I just read “The Style Imparative” on Psyshology Today, which continues to be one of my favorite websites. In it, Estroff Marano clearly articulates the difference between fashion and style. What you wear not only says a lot about you, but it communicates so much more
Fashion is about clothes and their relationship to the moment. Style is about you and your relationship to yourself. Fashion is in the clothes. Style is in the wearer. The distinction could not be more revealing.
Style is, for starters, one part identity: self-awareness and self-knowledge. You can’t have style until you have articulated a self. And style requires security—feeling at home in one’s body, physically and mentally. Of course, like all knowledge, self-knowledge must be updated as you grow and evolve; style takes ongoing self-assessment.

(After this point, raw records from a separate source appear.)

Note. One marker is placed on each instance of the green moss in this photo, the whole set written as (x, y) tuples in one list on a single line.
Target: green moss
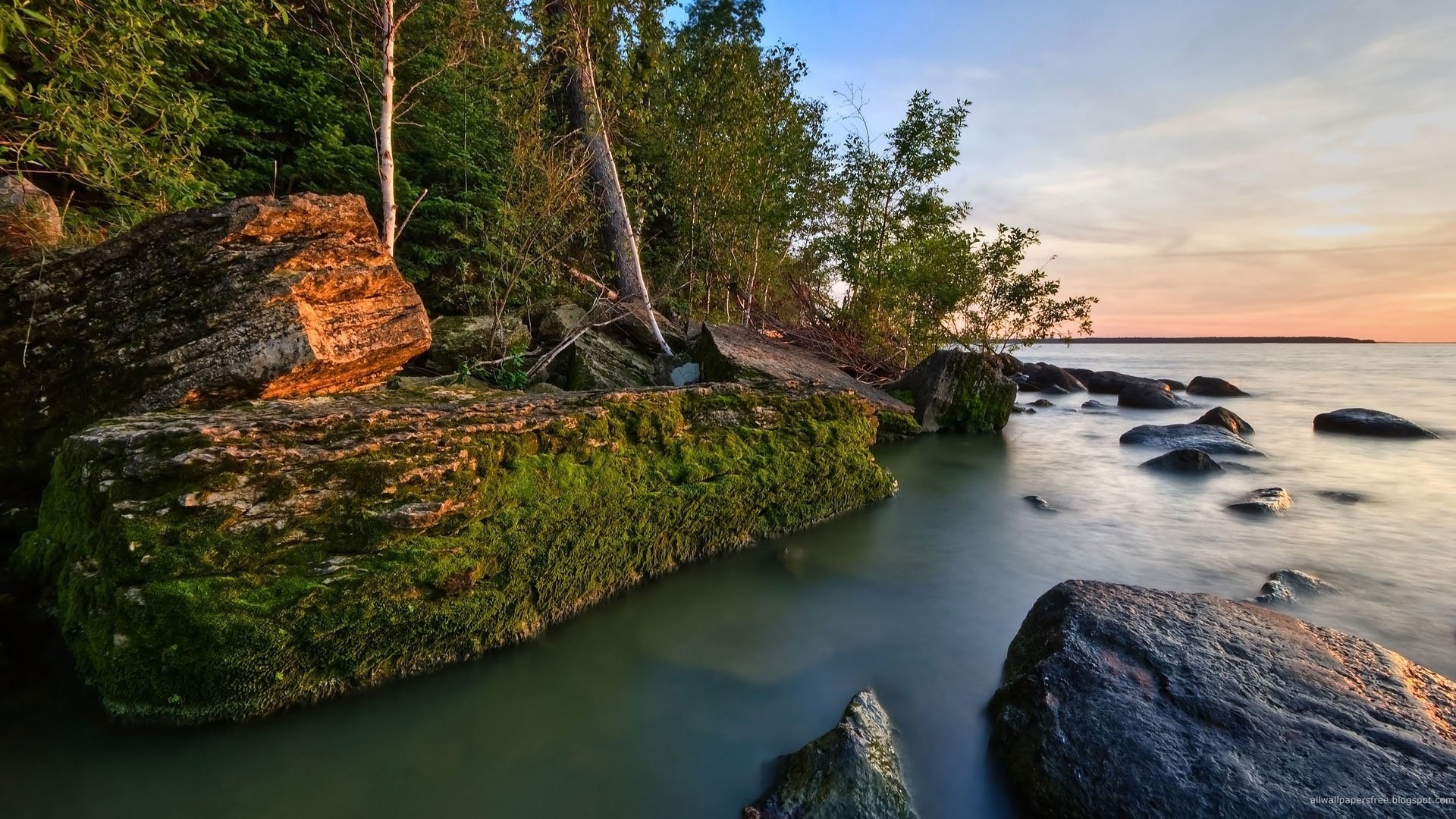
[(180, 614)]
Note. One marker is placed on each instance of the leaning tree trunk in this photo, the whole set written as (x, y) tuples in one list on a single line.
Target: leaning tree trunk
[(588, 121)]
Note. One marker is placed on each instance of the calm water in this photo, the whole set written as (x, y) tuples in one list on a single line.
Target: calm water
[(670, 700)]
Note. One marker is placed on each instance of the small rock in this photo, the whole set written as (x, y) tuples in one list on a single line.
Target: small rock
[(1370, 423), (1264, 502), (1184, 461)]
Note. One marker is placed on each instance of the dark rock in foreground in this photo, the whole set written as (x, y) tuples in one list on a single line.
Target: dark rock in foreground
[(1149, 398), (1288, 585), (851, 773), (1184, 461), (1264, 502), (1213, 388), (1125, 701), (1370, 423), (1190, 436), (1220, 417)]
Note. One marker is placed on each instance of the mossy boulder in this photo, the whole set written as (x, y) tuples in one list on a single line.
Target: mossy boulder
[(851, 773), (960, 391), (218, 566)]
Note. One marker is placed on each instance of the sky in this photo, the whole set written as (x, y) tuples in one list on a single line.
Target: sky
[(1204, 168)]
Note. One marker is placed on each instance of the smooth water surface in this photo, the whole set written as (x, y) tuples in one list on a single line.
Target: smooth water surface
[(670, 700)]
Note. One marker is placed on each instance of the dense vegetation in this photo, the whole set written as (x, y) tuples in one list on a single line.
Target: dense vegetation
[(746, 207)]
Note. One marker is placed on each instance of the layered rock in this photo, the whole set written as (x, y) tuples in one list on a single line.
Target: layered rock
[(1125, 701), (253, 299), (215, 566), (851, 773)]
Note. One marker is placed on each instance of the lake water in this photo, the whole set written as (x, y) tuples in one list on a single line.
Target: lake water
[(670, 700)]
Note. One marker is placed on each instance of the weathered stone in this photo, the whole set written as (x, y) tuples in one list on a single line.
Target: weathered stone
[(601, 362), (960, 391), (253, 299), (1213, 388), (1370, 423), (731, 353), (290, 551), (460, 340), (1264, 502), (1190, 436), (30, 219), (1125, 701), (1184, 461), (1220, 417), (851, 773)]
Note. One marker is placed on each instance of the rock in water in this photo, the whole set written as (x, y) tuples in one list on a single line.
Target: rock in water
[(1264, 502), (1220, 417), (1213, 388), (1370, 423), (1190, 436), (1184, 461), (849, 773), (960, 391), (224, 564), (730, 353), (253, 299), (30, 219), (1149, 398), (1125, 701)]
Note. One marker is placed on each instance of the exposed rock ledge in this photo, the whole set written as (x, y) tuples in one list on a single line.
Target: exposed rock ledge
[(1125, 701), (213, 566)]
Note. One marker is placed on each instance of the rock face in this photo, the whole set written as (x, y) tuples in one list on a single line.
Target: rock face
[(1370, 423), (30, 219), (851, 773), (253, 299), (962, 391), (1125, 701), (1207, 438), (218, 566), (1184, 461), (475, 338), (1213, 388), (1149, 398), (1264, 502), (1220, 417), (730, 353)]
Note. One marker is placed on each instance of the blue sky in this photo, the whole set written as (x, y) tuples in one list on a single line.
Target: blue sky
[(1203, 168)]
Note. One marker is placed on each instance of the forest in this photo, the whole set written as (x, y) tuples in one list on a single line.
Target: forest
[(482, 134)]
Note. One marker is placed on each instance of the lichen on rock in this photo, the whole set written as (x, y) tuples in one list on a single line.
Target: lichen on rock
[(218, 566)]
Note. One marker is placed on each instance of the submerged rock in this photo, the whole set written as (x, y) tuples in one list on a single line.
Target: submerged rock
[(1213, 388), (290, 551), (1125, 701), (1149, 398), (960, 391), (256, 297), (851, 773), (1220, 417), (1264, 502), (1184, 461), (1207, 438), (1370, 423), (1288, 585)]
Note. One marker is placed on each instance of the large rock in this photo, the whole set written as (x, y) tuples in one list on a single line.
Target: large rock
[(1370, 423), (253, 299), (1150, 398), (730, 353), (962, 391), (30, 219), (218, 566), (1213, 388), (1207, 438), (851, 773), (1125, 701)]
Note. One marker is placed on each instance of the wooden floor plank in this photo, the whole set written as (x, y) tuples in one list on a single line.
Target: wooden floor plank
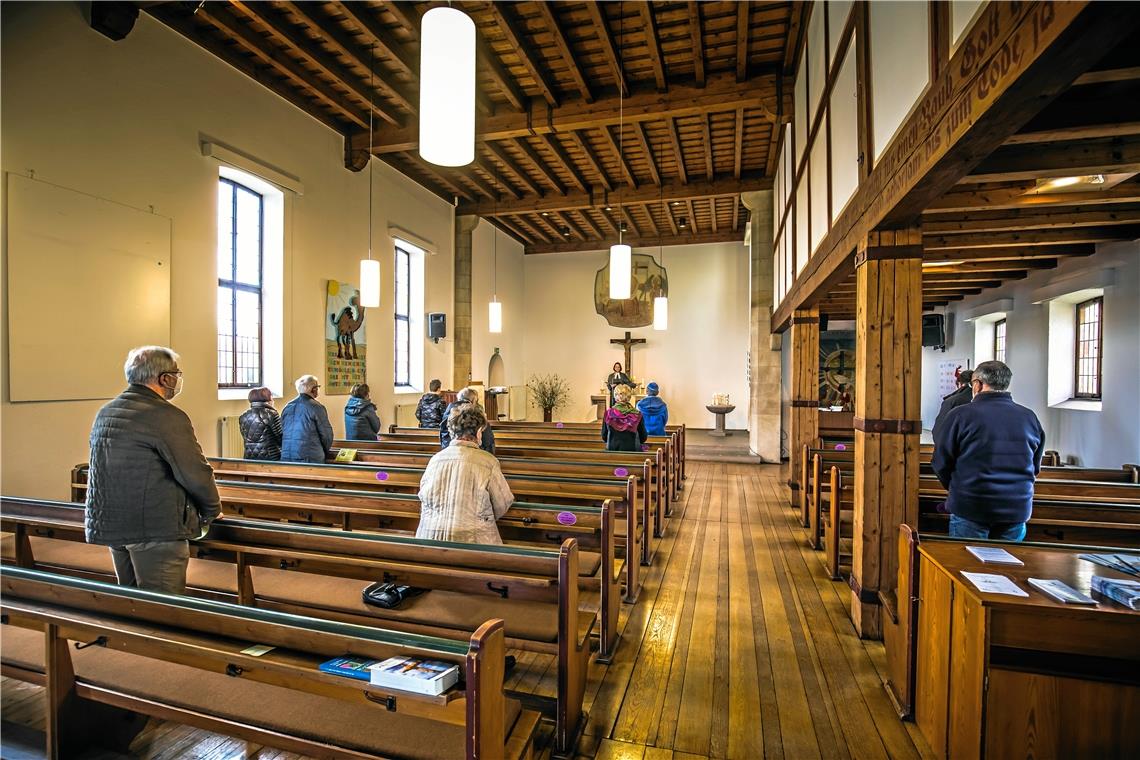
[(739, 647)]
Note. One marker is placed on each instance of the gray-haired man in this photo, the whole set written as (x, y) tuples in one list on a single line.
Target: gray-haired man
[(149, 488)]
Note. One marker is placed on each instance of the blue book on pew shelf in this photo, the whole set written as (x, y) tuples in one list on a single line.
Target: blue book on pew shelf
[(351, 667)]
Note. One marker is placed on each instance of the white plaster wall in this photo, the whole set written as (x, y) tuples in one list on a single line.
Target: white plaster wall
[(702, 352), (1097, 439), (510, 341), (123, 121)]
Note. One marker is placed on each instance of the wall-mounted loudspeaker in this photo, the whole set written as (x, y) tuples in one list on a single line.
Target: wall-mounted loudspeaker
[(437, 326)]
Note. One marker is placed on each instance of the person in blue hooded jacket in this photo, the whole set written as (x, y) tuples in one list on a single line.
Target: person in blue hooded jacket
[(654, 410), (361, 423)]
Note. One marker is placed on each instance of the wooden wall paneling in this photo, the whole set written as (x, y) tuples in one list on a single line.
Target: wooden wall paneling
[(887, 415), (805, 391)]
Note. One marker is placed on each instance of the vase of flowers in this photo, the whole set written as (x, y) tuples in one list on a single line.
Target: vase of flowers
[(548, 392)]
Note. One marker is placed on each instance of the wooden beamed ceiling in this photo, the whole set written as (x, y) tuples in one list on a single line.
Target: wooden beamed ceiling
[(998, 223), (591, 115)]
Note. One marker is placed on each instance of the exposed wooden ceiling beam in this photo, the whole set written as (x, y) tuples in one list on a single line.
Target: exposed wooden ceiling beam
[(519, 45), (555, 147), (596, 11), (667, 193), (677, 153), (343, 43), (648, 149), (707, 139), (722, 94), (537, 162), (1048, 218), (1022, 197), (636, 242), (1099, 156), (546, 10), (653, 43), (742, 33), (515, 171), (697, 38), (184, 25), (245, 38), (620, 155), (1023, 253), (300, 45), (592, 160), (1032, 237)]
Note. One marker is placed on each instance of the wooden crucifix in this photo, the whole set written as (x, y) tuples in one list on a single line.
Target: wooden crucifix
[(627, 343)]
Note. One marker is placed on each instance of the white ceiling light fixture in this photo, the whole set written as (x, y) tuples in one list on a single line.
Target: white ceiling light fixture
[(447, 87), (369, 268), (620, 254)]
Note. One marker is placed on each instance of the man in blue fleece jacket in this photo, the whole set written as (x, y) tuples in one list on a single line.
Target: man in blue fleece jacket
[(987, 454)]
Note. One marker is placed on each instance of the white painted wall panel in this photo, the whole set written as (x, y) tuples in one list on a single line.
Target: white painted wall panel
[(900, 64), (844, 117)]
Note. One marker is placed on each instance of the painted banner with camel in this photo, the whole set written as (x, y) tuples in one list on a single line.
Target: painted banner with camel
[(344, 338)]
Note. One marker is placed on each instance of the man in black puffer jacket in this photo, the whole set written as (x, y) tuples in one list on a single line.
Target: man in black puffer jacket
[(987, 454), (149, 488)]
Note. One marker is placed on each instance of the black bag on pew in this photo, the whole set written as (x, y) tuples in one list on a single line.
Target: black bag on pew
[(389, 596)]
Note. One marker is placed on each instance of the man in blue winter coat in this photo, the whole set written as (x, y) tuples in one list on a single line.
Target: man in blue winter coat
[(654, 411), (987, 454)]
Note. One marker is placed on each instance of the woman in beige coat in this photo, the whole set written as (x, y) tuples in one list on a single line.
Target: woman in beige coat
[(463, 492)]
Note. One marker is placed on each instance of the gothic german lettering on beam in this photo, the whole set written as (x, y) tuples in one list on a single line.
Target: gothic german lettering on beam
[(805, 395), (888, 370)]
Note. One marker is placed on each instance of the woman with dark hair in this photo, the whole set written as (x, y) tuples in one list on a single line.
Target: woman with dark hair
[(261, 426), (623, 426), (463, 491), (360, 419), (616, 378)]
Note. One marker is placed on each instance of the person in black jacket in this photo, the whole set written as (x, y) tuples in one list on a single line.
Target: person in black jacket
[(987, 454), (360, 419), (623, 426), (962, 394), (261, 426), (149, 488), (431, 407)]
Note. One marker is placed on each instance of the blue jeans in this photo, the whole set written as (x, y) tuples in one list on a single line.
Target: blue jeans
[(963, 528)]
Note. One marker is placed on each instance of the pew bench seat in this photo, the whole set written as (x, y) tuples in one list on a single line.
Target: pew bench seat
[(528, 624), (265, 707)]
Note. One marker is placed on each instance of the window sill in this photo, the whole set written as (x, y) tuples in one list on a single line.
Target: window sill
[(1079, 405)]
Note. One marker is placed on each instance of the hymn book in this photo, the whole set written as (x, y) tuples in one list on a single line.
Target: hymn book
[(428, 677)]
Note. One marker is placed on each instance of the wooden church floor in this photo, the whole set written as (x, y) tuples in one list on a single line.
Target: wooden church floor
[(738, 647)]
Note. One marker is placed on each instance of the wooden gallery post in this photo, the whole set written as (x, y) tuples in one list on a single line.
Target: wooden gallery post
[(888, 380), (805, 392)]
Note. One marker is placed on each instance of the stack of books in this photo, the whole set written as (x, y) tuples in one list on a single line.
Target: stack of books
[(1122, 591)]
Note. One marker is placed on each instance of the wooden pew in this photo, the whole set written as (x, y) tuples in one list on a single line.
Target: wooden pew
[(322, 572), (988, 676), (648, 483), (178, 659), (573, 440)]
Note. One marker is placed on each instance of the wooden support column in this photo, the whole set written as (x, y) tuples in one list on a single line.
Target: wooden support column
[(805, 394), (888, 377)]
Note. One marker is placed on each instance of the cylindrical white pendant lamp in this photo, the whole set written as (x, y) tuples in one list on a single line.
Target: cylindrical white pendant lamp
[(447, 88), (620, 270), (369, 283), (661, 312)]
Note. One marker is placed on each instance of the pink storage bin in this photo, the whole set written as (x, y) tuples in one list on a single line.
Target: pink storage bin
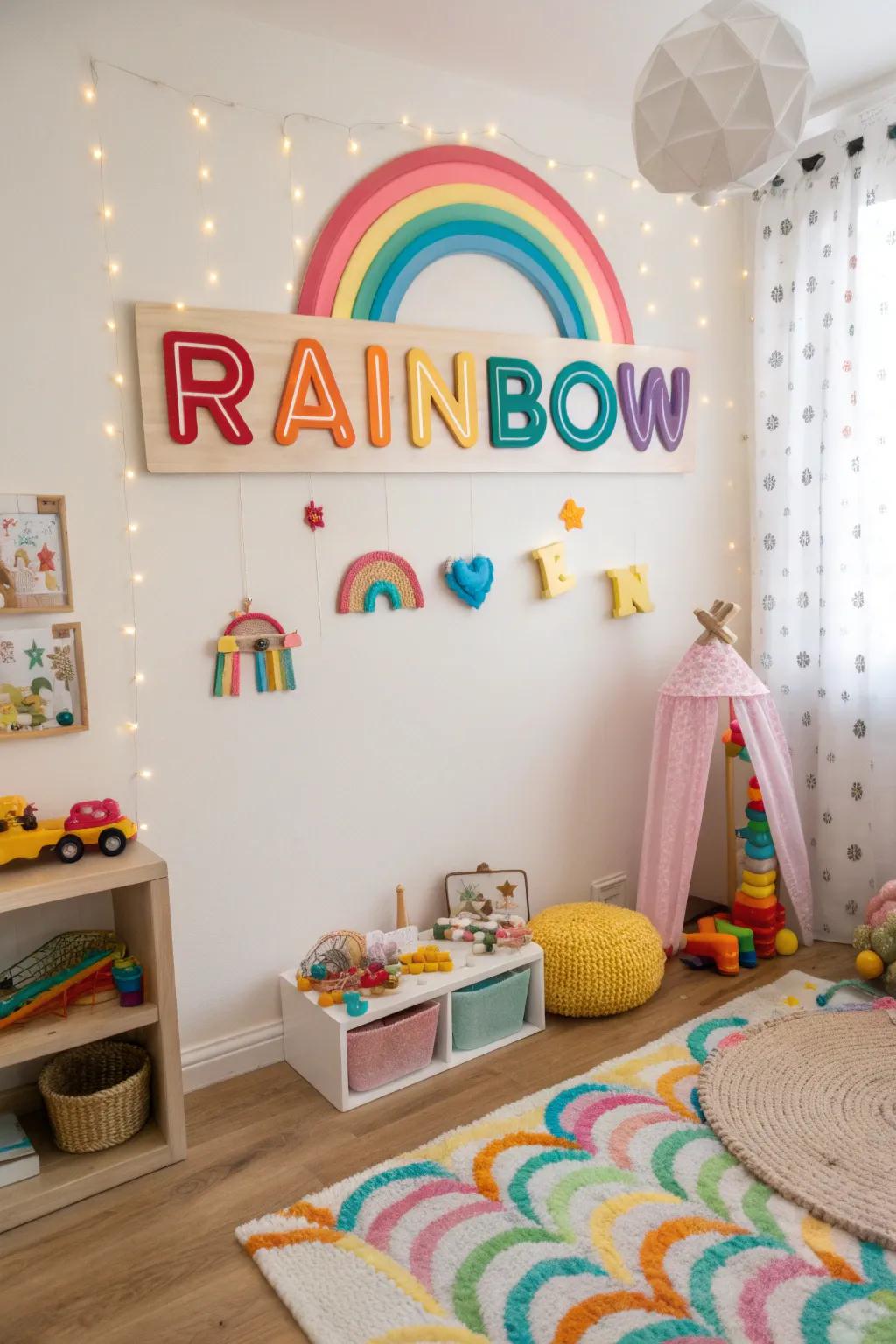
[(384, 1050)]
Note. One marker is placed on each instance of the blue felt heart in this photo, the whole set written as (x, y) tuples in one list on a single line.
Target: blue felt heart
[(471, 579)]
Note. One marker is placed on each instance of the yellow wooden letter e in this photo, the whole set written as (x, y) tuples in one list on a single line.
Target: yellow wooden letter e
[(630, 591), (552, 566)]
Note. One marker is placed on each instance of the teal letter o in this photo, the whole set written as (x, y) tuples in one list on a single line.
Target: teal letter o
[(584, 438)]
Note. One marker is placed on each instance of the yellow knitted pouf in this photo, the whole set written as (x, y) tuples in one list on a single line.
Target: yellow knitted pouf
[(598, 958)]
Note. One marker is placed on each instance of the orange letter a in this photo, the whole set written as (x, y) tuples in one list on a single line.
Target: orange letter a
[(311, 370)]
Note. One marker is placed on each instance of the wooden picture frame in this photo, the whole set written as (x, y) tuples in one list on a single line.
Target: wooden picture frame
[(14, 707), (492, 903), (35, 570)]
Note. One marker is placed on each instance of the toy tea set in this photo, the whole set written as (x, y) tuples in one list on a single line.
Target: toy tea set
[(349, 968)]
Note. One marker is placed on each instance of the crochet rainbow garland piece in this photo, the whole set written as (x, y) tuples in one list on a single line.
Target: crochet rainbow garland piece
[(269, 646), (598, 1211)]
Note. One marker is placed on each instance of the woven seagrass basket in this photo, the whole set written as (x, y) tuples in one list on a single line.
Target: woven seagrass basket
[(97, 1096)]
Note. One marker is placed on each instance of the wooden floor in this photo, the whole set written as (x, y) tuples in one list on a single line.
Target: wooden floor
[(156, 1260)]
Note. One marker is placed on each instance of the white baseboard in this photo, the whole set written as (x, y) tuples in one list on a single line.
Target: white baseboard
[(230, 1055)]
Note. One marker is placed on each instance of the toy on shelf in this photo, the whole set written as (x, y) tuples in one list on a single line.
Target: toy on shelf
[(57, 975), (426, 958), (725, 945), (98, 822), (485, 934), (270, 646), (682, 739), (338, 967), (128, 976)]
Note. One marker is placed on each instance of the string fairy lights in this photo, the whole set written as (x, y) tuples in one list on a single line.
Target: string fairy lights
[(116, 429)]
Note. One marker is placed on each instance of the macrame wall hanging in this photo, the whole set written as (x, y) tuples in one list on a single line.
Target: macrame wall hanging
[(256, 634), (270, 647)]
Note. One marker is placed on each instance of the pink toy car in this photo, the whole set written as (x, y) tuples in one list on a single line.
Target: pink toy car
[(94, 814)]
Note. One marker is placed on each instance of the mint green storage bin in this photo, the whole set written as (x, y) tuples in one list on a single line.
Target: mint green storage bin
[(491, 1010)]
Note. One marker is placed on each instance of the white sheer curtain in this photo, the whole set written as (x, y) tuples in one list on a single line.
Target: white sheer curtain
[(825, 508)]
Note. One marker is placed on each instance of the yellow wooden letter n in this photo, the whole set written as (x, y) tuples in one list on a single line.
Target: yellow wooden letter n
[(630, 592)]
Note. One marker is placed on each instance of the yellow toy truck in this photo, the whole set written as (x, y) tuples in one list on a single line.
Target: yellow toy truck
[(95, 822)]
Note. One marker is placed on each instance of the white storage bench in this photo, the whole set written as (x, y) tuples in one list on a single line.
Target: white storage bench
[(316, 1040)]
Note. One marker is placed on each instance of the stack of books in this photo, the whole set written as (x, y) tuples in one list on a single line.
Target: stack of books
[(18, 1158)]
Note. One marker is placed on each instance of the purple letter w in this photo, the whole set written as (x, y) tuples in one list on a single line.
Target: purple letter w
[(669, 413)]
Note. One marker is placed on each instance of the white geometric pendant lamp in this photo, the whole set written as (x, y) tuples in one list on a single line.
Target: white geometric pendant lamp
[(722, 102)]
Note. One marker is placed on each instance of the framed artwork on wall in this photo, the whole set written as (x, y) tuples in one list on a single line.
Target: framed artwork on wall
[(42, 682), (35, 574), (488, 892)]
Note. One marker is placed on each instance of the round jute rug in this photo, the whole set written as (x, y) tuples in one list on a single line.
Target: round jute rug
[(808, 1103)]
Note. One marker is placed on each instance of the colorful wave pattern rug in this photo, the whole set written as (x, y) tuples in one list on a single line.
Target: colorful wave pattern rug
[(598, 1211)]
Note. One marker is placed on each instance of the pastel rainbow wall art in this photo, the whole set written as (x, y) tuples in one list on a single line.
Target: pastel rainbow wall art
[(379, 574), (451, 200), (269, 646)]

“Clothes are separated from all other objects by being inseparable from the self,” Anne Hollander writes in her classic Seeing Through Clothes. “They give a visual aspect to consciousness itself.” Through clothes, we reinvent ourselves every time we get dressed. Our wardrobe is our visual vocabulary. Style is our distinctive pattern of speech, our individual poetry.
As the speed of all our transactions increases, we need fast ways of transmitting information about ourselves without losing authenticity
Style, on the other hand, doesn’t demand a credit card. It prospers on courage and creativity. Unlike fashion, style consumption isn’t promiscuous or random, at the whim of the marketplace or the urging of marketers. Rather, it is focused on what is personally suitable and expressive.
Style presumes that you are a person of interest, that the world is a place of interest, that life is worth making the effort for.